September 9, 2022/Media, Press

Bad News Budd: GOP Worries Grow

It was another week of bad news for Ted Budd as even members of Budd’s own party don’t have faith in his campaign. After The Assembly found Republican officials were worried that Budd had “blown it,” calling his campaign “terrible” and without a “vision,” new reports this week highlight concern from several GOP strategists that Budd’s “not fighting hard enough” and are nervous about his “reluctance to talk to the news media or voters” impacting his chances in the hyper-competitive U.S. Senate race.

Outlets are also highlighting his blatant hypocrisy “paying lip service” to child abuse issues while voting against investing $890 million in programs designed to prevent child abuse and help victims heal.

Read the highlights here:

Reuters: A competitive Senate race in North Carolina has Republicans worried

  • In his campaign for the U.S. Senate in North Carolina, Republican candidate Ted Budd has described himself as a “conservative warrior” and a “liberal agenda crusher.” But some of his fellow Republicans worry he is not fighting hard enough.
  • While Democratic candidate Cheri Beasley has spent the summer running TV ads and campaigning across the state, Budd has kept a lower profile, staying off the airwaves for months and devoting much of his time to private fundraising events.
  • Former Governor Pat McCrory, who lost to Budd in a hard-fought Republican primary, told Reuters that Budd is running a “risk averse” campaign, while conservative radio host Brett Winterble lamented the lack of “fire and fury” in the race.
  • Seven Republican strategists said in interviews that they are concerned that Budd is not doing enough to court independent voters, who now outnumber registered Republicans and Democrats in the politically competitive state.
  • A senior Republican official in North Carolina said Budd’s reluctance to talk to the news media or voters will not help him attract unaffiliated women voters concerned about his strict opposition to abortion.
  • “This is an issue that he needs to get in front of or else it could really hurt,” the official said, speaking on condition of anonymity.

The Assembly: Paper Elephant

  • Yet it’s been hard to suss out who exactly Ted Budd is beyond his relationship to the former president. He does little media, he didn’t participate in primary debates last spring, and his limited number of campaign events this summer have been in deeply red territory.
  • A June Civitas poll put Budd ahead of Beasley by 5 points. By August, the same pollster had them tied at 42.3 percent. Another, from Blueprint Polling, put Beasley ahead by 4. FiveThirtyEight now has them running neck-and-neck.
  • The polling is making some Republican leaders, who agreed to speak about internal party politics on condition of anonymity, worry Budd’s losing a fight that was his to win.
  • “I think Budd is running a terrible campaign,” one former official from the state Republican Party said. “He has not put forth a vision of what he’d do for the state. If I were the Democrats, this race is where I’d put a lot of money, because Budd has blown it.”
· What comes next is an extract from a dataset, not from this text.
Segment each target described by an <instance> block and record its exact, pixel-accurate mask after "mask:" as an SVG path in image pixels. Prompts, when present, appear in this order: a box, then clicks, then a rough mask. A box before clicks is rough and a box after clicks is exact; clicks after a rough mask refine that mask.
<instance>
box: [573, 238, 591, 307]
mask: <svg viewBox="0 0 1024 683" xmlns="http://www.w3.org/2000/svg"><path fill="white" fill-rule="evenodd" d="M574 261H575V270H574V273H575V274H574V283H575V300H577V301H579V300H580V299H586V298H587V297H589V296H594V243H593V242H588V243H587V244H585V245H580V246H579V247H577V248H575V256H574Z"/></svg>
IndyWeek: To Address Child Abuse, Budd Should Vote to Put Money Where His Mouth Is 

  • Wannabe U.S. Senator Ted Budd has a lot of thoughts about child abuse in public schools—so many, in fact, that he directed a letter to Gov. Roy Cooper demanding that the governor detail “procedures in place to protect children in North Carolina schools.”
  • Here’s the rub, though: as a three-term sitting member of Congress, instead of paying lip service, Budd has had ample opportunity to vote for bills that would actually allocate money, some $890 million, to programs designed to prevent child abuse and to help victims of child abuse heal.
  • And guess what? Budd passed.
  • Budd would be better off to ask not what Gov. Cooper is doing to protect children in North Carolina schools, but to take a look at his own voting record and start making better spending choices for North Carolina’s children about whom he claims to care so much.